In 1911, the council decided to commission a more substantial town hall. The site they selected was occupied by a large private mansion. The foundation stone for the new building was laid by the prefect of Hauts-de-Seine, Marcel Delanney, accompanied by the mayor, Pierre Geofroix, on 2 March 1913. Progress was interrupted by the First World War and resumed in 1920. It was designed by Paul and Albert Leseine in the neoclassical style, built in ashlar stone and was officially opened by the mayor, Maurice Chavany, on 2 December 1923.

The design involved a symmetrical main frontage of five bays facing onto Place de la République. The central section of three bays featured a short flight of steps leading to three round headed openings with moulded surrounds, keystones and iron grills; there were three tall cross windows with moulded surrounds and balconies on the first floor. The central section was flanked by banded pilasters with niches containing urns on the first floor. The outer bays contained doorways flanked by pilasters supporting cornices on the ground floor, and there were casement windows with segmental pediments and balconies on the first floor. At roof level, there was an entablature, a modillioned cornice and, above the central bay, there was a clock flanked by colonettes supporting a triangular pediment. There were also dormer windows above the outer bays. Internally, the principal rooms were the Salle du Conseil (council chamber) and the Salles des Mariages (wedding room).
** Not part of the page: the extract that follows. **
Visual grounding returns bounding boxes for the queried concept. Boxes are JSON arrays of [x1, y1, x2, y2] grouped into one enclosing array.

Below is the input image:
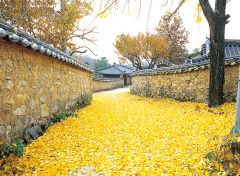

The wedding room was decorated with three ceiling murals and seven cartouches, all on the theme of love and family, which were completed by Paul Albert Laurens in 1925. The grand staircase was decorated with two large murals, which were completed by Loÿs Prat in 1934. One of these depicted Queen Marie Antoinette visiting the Moulin Joly Garden in 1774, while the other depicted a winning athlete being cheered by a crowd at the Stade Yves-du-Manoir during the 1924 Olympic Games. Other decorations on the grand staircase included a painting in bas-relief depicting Queen Henrietta Maria, who died at the Château de Colombes in 1669.

During the Paris insurrection of 19 and 20 August 1944, part the Second World War, German troops fired artillery shells at the town hall, causing damage to the roof and to the grand staircase. This was only a week before the liberation of the town by the French 2nd Armoured Division, commanded by General Philippe Leclerc, on 26 August 1944.